To account for phylogenetic uncertainty and variation in branch length estimations, we ran PGLS analyses over a set of 50 trees randomly sampled from a post-burn-in distribution of phylogenies from Burns et al.  and extracted mean values from the resulting distributions of each parameter for all models. Thus, the standard errors that we report are averaged for each term in our PGLS model PGLS across 50 trees. This procedure was performed using functions included in the ape , nlme  and geiger  packages within the R programming environment .

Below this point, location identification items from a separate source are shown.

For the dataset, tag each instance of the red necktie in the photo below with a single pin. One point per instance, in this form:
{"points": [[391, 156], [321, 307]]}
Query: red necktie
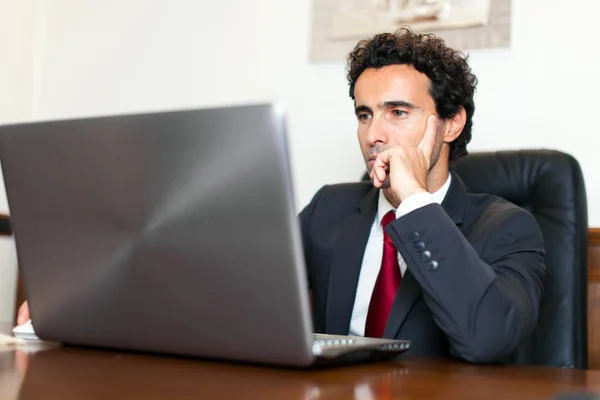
{"points": [[386, 286]]}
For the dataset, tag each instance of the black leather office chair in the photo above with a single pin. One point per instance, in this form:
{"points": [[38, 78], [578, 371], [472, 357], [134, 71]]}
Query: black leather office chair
{"points": [[550, 185]]}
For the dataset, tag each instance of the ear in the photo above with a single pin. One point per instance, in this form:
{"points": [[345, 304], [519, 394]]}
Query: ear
{"points": [[454, 126]]}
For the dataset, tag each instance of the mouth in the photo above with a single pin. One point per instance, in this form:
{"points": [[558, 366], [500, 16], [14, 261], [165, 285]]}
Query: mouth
{"points": [[371, 160]]}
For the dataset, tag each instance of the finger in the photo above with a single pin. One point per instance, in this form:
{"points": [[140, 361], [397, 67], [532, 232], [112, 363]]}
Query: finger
{"points": [[23, 315], [380, 167], [428, 142]]}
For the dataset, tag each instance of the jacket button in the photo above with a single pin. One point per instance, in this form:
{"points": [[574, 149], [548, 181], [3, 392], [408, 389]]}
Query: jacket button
{"points": [[419, 246]]}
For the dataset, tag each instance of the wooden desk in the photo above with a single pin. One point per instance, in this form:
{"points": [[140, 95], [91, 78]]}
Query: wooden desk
{"points": [[48, 371]]}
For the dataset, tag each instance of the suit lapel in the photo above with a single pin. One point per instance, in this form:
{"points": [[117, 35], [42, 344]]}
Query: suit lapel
{"points": [[454, 204], [346, 264], [408, 293]]}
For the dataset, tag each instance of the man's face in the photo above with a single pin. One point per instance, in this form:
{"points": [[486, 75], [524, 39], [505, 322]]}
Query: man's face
{"points": [[392, 106]]}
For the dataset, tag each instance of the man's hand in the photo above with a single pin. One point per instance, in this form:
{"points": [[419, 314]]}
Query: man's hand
{"points": [[407, 166], [23, 315]]}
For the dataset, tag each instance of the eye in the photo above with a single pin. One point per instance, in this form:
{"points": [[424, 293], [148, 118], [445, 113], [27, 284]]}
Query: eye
{"points": [[398, 113], [363, 116]]}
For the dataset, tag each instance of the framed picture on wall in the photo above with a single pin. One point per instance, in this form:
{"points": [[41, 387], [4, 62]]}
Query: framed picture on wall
{"points": [[337, 25]]}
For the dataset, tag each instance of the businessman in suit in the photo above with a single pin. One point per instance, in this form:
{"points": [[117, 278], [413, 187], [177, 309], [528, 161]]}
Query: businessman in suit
{"points": [[412, 254]]}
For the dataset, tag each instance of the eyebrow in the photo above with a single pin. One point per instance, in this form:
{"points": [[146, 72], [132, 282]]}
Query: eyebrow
{"points": [[386, 104]]}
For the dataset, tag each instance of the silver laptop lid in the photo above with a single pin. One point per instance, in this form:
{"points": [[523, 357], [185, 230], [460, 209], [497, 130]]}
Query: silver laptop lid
{"points": [[170, 232]]}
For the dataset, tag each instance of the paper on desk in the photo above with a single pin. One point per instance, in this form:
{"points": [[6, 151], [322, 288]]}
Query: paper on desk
{"points": [[25, 331], [7, 340]]}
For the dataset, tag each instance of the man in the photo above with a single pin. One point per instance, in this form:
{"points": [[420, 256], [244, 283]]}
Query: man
{"points": [[413, 255], [456, 273]]}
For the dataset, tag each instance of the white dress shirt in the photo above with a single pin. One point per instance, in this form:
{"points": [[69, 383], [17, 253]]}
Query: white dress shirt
{"points": [[374, 251]]}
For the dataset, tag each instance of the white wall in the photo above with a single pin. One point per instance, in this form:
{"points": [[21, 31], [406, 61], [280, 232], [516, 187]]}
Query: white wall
{"points": [[122, 56], [16, 94], [99, 57]]}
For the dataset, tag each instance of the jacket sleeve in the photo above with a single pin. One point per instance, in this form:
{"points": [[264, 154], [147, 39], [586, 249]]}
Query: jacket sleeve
{"points": [[486, 305]]}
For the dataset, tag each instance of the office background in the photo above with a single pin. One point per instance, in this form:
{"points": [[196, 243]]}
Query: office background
{"points": [[73, 58]]}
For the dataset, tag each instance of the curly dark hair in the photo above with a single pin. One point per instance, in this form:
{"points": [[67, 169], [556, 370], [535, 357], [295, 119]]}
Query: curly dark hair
{"points": [[452, 82]]}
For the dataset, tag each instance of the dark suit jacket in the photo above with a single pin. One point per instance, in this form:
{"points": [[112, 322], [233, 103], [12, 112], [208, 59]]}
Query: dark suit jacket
{"points": [[475, 266]]}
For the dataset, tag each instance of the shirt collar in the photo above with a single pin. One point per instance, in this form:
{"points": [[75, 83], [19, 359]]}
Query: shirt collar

After comparing nine different PGLS models for each pair of song and plumage characters, we found that two models were consistently favoured (table 2). More specifically, a model wherein subfamily was included as an interaction term was the best-fit model for five of the nine pairwise comparisons (song PC1 and colour PC1; song PC1 and colour volume; song PC1 and brilliance; song length and brilliance; note types and brilliance; table 2). A model with no covariates was favoured among the remaining four pairwise comparisons (song length and colour PC1; song length and colour volume; note types and colour PC1; note types and colour volume; table 2). Among all pairwise comparisons, only two combinations (song length and colour PC1; song length and colour volume) had multiple competing models within ΔAICc ≤ 2; in both of these cases, a model with carotenoid plumage included as a main effect was the sole competing model (table 2).
|song character||colour character||base||habitat (main)||habitat (interaction)||major clade (main)||major clade (interaction)||carotenoid (main)||carotenoid (interaction)||structural (main)||structural (interaction)|
|song PC1||colour PC1||81.81||80.74||82.09||29.11||0.00||80.64||77.50||78.72||79.48|
|song PC1||ln(colour volume)||84.08||83.04||83.75||31.53||0.00||82.80||78.59||81.58||80.97|
|ln(song length)||colour PC1||0.00||3.78||9.63||7.26||48.99||1.80||3.48||3.85||9.65|
|ln(song length)||ln(colour volume)||0.00||4.03||9.86||7.43||41.92||1.87||4.06||3.90||8.30|
|ln(note types)||colour PC1||0.00||4.79||11.65||9.65||51.97||3.78||10.47||4.04||10.79|
|ln(note types)||ln(colour volume)||0.00||4.80||11.08||9.32||42.26||3.38||9.28||4.27||10.58|
Under best-fit models that include subfamily as an interaction effect, the interaction terms that affected the relationship between song and plumage complexity varied markedly among different subfamilies (figure 1 and electronic supplementary material, table S5). However, after correcting for multiple hypothesis testing (n = 9), none of these interaction terms are significant (all adjusted p > 0.05), suggesting that these differences are marginally, but not strongly significant. Moreover, among best-fit models that included no covariates, song and plumage elaboration were uncorrelated (p > 0.05; electronic supplementary material, table S5). In the two instances where carotenoid plumage as a main effect was considered a competing model, there was no difference in ln(song length) between lineages with carotenoid and without carotenoid plumage (p > 0.05; electronic supplementary material, table S5). Taken together, these results suggest that song and plumage elaboration largely evolve independently, although the relationship between vocal and visual signal elaboration can vary among subfamilies.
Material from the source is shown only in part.